Earlier, space missions like New Horizon mission to Pluto, the Juno mission to Jupiter and the OSIRIS-REx mission, where a spacecraft will reach asteroid Bennu in 2018 and bring samples to Earth in 2023, are some of the previous New Frontiers missions. However, this time also the selected mission have to follow the same footsteps like previous operations.

"This is a giant leap forward in developing our next bold mission of scientific discovery," said Thomas Zurbuchen, associate administrator for NASA's Science Mission Directorate in Washington.

"These are tantalizing investigations that seek to answer some of the biggest questions in our solar system today," he further added.

NASA said in a statement, those two finalists are Comet Astrobiology Exploration Sample Return (CAESAR) and Dragonfly on Titan.

The CAESAR (Comet Astrobiology Exploration SAmple Return) mission
The CAESAR (Comet Astrobiology Exploration SAmple Return) mission will acquire a sample from the nucleus of comet Churyumov-Gerasimenko, returning it safely to Earth.
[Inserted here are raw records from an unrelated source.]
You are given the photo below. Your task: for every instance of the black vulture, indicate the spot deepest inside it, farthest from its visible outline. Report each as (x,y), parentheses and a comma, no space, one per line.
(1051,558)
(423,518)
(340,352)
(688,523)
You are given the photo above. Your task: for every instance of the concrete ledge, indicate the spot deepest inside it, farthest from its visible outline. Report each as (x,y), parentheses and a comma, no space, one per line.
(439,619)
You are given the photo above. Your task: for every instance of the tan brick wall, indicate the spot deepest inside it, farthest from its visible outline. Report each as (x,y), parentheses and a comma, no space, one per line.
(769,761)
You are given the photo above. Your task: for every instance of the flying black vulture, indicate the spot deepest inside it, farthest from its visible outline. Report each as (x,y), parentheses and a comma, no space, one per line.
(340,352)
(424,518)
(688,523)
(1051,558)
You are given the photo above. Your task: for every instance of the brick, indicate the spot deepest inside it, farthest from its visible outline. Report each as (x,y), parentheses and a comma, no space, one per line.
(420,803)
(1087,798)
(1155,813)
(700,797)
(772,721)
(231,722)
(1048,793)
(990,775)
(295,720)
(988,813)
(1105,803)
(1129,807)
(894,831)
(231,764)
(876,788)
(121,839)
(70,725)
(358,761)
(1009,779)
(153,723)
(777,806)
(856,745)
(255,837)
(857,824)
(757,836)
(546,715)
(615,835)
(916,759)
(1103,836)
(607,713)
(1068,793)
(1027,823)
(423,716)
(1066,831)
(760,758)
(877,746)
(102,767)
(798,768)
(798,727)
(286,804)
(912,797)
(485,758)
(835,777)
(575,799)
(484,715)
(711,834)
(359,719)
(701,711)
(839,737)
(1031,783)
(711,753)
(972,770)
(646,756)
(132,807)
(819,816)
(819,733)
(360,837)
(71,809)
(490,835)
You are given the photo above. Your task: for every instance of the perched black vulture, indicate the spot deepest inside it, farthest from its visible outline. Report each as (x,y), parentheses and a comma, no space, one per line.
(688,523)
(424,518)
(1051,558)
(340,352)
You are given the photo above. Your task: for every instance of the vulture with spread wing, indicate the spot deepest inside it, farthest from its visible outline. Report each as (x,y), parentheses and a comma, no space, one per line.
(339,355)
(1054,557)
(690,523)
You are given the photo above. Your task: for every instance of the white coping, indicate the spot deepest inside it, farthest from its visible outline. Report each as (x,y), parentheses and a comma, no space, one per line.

Comets are made up of materials from ancient stars, interstellar clouds, and the birth of our solar system. The CAESAR sample will reveal how these materials contributed to the early Earth, including the origins of the Earth's oceans, and of life. NASA

The CAESAR will bring a sample from 67P/Churyumov-Gerasimenko, a comet which was explored by European Space Agency's Rosetta spacecraft, as the explorers wanted to know its origin and history. The comet exploration program was led by Steve Squyres of Cornell University in Ithaca, New York.

NASA space research lab Goddard Space Flight Center in Greenbelt, Maryland will manage CAESAR.

Dragonfly
Dragonfly is a dual-quadcopter lander that would take advantage of the environment on Titan to fly to multiple locations, some hundreds of miles apart, to sample materials and determine surface composition to investigate Titan's organic chemistry and habitability, monitor atmospheric and surface conditions, image landforms to investigate geological processes, and perform seismic studies. NASA

On the other hand, the drone-like Dragonfly will be sent to explore the sites of Titan, including the prebiotic chemistry and its habitability.

From Johns Hopkins University Applied Physics Laboratory (APL) in Laurel, Maryland, Elizabeth Turtle, has been named the lead investigator of the mission.